In the August 23rd, 2019 issue, there was an interview with author Chuck Klosterman that caught my attention. His name sounded familiar but I was surprised I hadn’t encountered his work before, especially since he moved to Portland a couple of years back.
One specific answer he gave in the interview caught my attention.
PBJ: What is it like being a working author now?
I think it’s extremely difficult for a new person to enter the publishing industry at this point. But I’ve been doing this now for 18 years. I’m kind of inside the gates.
Frankly, with the growing disinterest the public has in reading, the middle class of writing has disappeared. If somebody wants to buy a book, they almost have to know what that book is and who wrote it before they even look for it.
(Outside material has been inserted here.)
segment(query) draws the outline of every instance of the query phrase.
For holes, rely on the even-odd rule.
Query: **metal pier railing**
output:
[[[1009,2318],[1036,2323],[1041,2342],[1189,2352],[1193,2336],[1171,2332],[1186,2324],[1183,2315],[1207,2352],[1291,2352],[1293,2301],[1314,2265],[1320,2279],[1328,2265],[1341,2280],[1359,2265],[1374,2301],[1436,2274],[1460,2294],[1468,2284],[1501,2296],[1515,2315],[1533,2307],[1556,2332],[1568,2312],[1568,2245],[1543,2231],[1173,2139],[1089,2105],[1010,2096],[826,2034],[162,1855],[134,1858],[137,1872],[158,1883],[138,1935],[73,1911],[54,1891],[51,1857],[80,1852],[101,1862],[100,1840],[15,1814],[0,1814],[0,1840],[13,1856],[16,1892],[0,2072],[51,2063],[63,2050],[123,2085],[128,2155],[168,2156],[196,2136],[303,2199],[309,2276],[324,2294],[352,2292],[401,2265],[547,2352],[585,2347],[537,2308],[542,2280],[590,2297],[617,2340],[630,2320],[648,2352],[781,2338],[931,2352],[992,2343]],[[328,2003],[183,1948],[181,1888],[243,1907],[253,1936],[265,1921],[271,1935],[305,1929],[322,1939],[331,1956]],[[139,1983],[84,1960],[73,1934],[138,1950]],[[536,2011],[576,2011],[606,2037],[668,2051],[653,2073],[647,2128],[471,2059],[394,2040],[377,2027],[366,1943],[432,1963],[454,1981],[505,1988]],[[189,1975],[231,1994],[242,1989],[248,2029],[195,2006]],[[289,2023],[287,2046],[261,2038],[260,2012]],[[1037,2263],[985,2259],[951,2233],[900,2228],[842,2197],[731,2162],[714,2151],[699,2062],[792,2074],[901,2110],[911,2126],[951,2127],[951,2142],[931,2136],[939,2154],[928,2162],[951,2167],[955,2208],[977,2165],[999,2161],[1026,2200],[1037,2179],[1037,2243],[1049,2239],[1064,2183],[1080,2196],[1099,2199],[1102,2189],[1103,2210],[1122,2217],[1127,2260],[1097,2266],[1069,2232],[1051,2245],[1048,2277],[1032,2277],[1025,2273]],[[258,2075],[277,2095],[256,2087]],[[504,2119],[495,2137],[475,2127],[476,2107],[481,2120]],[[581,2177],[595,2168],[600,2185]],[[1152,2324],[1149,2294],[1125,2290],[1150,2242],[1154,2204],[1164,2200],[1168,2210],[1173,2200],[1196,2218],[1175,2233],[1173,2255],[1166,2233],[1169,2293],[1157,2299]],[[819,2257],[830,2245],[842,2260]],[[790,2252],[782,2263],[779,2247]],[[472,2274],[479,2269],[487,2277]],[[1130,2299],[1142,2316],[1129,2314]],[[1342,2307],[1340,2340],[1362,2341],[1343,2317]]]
In the past when Barnes and Noble and places like that became really popular, people would go to bookstores almost as a social extension of their life, which they still kind of do at Powell’s.
Now, it’s hard to be a writer who exists by selling 20,000 copies of your book. It seems as though you have to sell 300,000 copies and almost work as a kind of celebrity or your book sells less than 5,000 copies and you have to do it as a hobby.
The “growing disinterest the public has in reading” bit hit me like a brick, yet I can’t argue with the perspective. And I certainly can’t forget the local publisher who thought I was overqualified for their open position when I was fresh out of my publishing program back in 2012, looking less at job title and more at gaining actual paid experience at an operational publishing company. Portland has so few of them.
While I can’t argue with a single thing Klosterman says here—it is indeed the state of the industry—the bleak sentiment really got to me. I suppose the angle I’ve taken over the last 20 years has been that publishing books isn’t the only avenue where editorial work—writing, editing, photo research, and the like—is needed. I’ve worked on museum exhibits, multimedia projects, company websites, but also printed books as well.
Young publishers, things may feel increasingly like an idiocracy but that just means your skills are needed even more in this world.